Lucas Kozinski: I can’t reveal too much here. We try not to set expectations for the community too much. As I mentioned earlier, ezETH will be ubiquitous, and there will be many use cases. Renzo’s overall goal is to make ezETH accessible to everyone and allow for free staking of ezETH. I think one mistake that Web3 projects often make is misleading community members and promising things they may not be able to deliver.
Foresight News: What opportunities and challenges do modular blockchains like Celestia present to Ethereum?
Lucas Kozinski: We see more narratives around Restaking and modularity, which are gaining more attention. I believe their adoption rates will be higher, and there will be more possibilities for future use cases. As Renzo matures, DAOs will have the opportunity to figure out what this actually means and what risks they are willing to take. Fundamentally, it’s not a zero-sum game. The bigger the restaking narrative, the more opportunities everyone in the ecosystem will have.
Foresight News: Where do you think the value proposition of Restaking lies? What innovations and challenges do you foresee in the restaking niche in the future?
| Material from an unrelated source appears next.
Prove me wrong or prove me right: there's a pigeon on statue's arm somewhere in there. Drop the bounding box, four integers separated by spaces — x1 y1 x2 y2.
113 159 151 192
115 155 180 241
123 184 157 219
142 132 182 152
Lucas Kozinski: Let’s talk about challenges first. Firstly, it’s a very complex ecosystem. As more projects build in the Restaking space, there will be more fragmentation and changes. Renzo is closely working with EigenLayer operators and AVS to address these issues. For Renzo, this means more opportunities to improve efficiency and provide value to stakers. So, the biggest challenge is how to make things simple? And how to abstract away all the complexity for users because that’s where the value lies and that’s what excites us.
I believe the next explosion will still be on Ethereum. Of course, when we talk about Ethereum now, you might think of Rollups, Base, or large DeFi ecosystems. But what we haven’t seen in Web3 yet is explosive growth in real applications that users want to use. People usually don’t use blockchain as the underlying settlement layer for transactions because it’s too costly, but Restaking or Rollups can solve this problem. We will bring a lot of innovation, even though we don’t know what kind of services or applications people want to launch. But fundamentally, they will be easy to launch on L2 and L3 and very cheap. The new cycle will see many customized applications launching, and they will need new AVS services. Applications launched with AVS will not only bring additional income and reward opportunities to Renzo holders but will also expand to other ecosystems.
We believe everything will come back to Ethereum. Now Base’s transaction costs are lower than Solana, and it’s fully decentralized. That left one thing you have to solve: user experience(UI, UX). If you’re an Ethereum developer, you won’t need to invest tens of millions of dollars in infrastructures, just focus on building user-facing products.